CNS Neuroscience & Therapeutics
|August 4, 2025
Summary
An attention-based model using 18F-fluorodeoxyglucose (18F-FDG) PET imaging accurately differentiates autoimmune encephalitis (AE) patients from controls and subtypes AE. This AI tool aids in AE diagnosis and classification.
Area of Science:
- Neuroimaging
- Artificial Intelligence
- Medical Diagnostics
Background:
- Autoimmune encephalitis (AE) presents diagnostic challenges, necessitating advanced tools for differentiation.
- 18F-fluorodeoxyglucose (18F-FDG) PET imaging offers potential for characterizing AE.
- Developing AI models can improve the accuracy of AE diagnosis and subtyping.
Purpose of the Study:
- To develop an attention-based model using 18F-FDG PET imaging for AE patient differentiation.

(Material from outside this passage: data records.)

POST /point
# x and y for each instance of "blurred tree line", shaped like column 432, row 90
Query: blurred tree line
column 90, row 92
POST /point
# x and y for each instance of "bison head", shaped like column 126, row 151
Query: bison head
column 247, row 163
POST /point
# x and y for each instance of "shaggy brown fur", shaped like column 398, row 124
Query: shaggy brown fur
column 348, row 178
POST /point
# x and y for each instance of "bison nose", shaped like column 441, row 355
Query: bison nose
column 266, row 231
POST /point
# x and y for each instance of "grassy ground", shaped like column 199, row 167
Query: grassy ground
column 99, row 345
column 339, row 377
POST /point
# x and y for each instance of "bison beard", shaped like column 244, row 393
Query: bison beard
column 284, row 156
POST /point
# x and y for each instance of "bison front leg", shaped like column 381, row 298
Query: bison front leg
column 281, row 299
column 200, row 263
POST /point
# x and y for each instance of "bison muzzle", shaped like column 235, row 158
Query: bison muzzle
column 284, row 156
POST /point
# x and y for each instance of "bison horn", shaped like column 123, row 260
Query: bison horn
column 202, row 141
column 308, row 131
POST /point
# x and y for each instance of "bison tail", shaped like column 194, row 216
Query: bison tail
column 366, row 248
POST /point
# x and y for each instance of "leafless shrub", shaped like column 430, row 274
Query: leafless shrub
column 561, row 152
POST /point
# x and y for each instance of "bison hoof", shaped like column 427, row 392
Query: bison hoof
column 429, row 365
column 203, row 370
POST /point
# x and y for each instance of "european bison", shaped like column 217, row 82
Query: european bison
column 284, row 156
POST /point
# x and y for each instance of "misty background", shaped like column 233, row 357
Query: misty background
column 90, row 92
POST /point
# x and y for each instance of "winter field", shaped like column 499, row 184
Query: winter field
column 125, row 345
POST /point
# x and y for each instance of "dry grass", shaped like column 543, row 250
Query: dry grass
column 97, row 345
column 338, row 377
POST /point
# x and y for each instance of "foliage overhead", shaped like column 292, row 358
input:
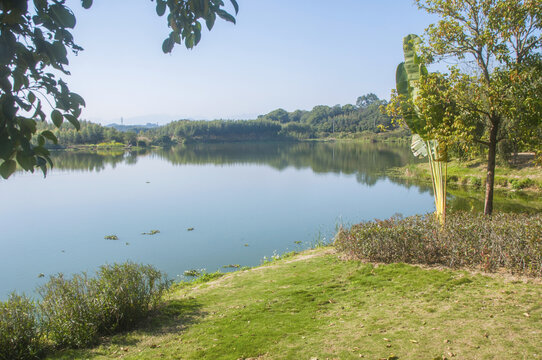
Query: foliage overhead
column 35, row 40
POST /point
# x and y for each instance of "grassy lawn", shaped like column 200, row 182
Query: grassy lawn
column 315, row 305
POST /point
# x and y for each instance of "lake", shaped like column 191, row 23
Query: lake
column 243, row 201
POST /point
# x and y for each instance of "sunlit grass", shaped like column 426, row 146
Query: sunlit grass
column 317, row 305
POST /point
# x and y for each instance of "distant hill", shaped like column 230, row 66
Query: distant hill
column 134, row 128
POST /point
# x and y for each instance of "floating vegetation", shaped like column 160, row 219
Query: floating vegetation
column 235, row 266
column 192, row 273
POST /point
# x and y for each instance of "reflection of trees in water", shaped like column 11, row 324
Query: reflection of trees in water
column 368, row 161
column 92, row 160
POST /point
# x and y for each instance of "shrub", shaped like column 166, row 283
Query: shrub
column 518, row 184
column 126, row 293
column 76, row 311
column 70, row 312
column 475, row 181
column 501, row 181
column 19, row 330
column 510, row 241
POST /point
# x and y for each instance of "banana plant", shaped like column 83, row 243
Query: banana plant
column 408, row 76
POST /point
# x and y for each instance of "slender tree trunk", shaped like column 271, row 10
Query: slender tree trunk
column 491, row 155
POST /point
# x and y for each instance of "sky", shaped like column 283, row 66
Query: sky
column 290, row 54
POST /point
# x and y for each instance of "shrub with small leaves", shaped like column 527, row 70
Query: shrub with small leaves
column 126, row 293
column 19, row 329
column 518, row 184
column 509, row 241
column 70, row 310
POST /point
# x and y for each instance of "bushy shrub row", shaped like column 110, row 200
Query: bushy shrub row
column 509, row 241
column 74, row 312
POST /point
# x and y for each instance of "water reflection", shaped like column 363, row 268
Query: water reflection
column 368, row 161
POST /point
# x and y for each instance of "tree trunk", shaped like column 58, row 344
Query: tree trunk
column 490, row 180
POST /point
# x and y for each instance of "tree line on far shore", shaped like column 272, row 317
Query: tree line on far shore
column 321, row 122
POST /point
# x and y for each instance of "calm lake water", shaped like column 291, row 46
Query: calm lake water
column 244, row 201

- To discriminate between different AE subtypes using the developed model.
- To compare the performance of the attention-based model against traditional algorithms.
Main Methods:
- A multi-center retrospective study included 390 participants (222 AE patients, 122 healthy controls, 33 antibody-negative AE, 13 viral encephalitis).
- An attention-based multi-instance learning (MIL) model was trained and externally validated.
- A multi-modal MIL (m-MIL) model integrating imaging, age, and sex was evaluated against logistic regression and random forest models.
Main Results:
- The m-MIL model achieved high accuracy in binary classification (AE vs. controls): 84.00% internal, 67.38% external.
- For AE subtype classification, the MIL-based model reached 95.05% internal and 77.97% external accuracy.
- Heatmap analysis revealed distinct brain region involvement patterns for NMDAR-AE, LGI1-AE, GABAB-AE, and GAD65-AE.
Conclusions:
- The m-MIL model effectively distinguishes AE patients from controls.
- The model enables accurate subtyping of different AE subtypes.
- This AI-driven approach serves as a valuable diagnostic tool for AE assessment and classification.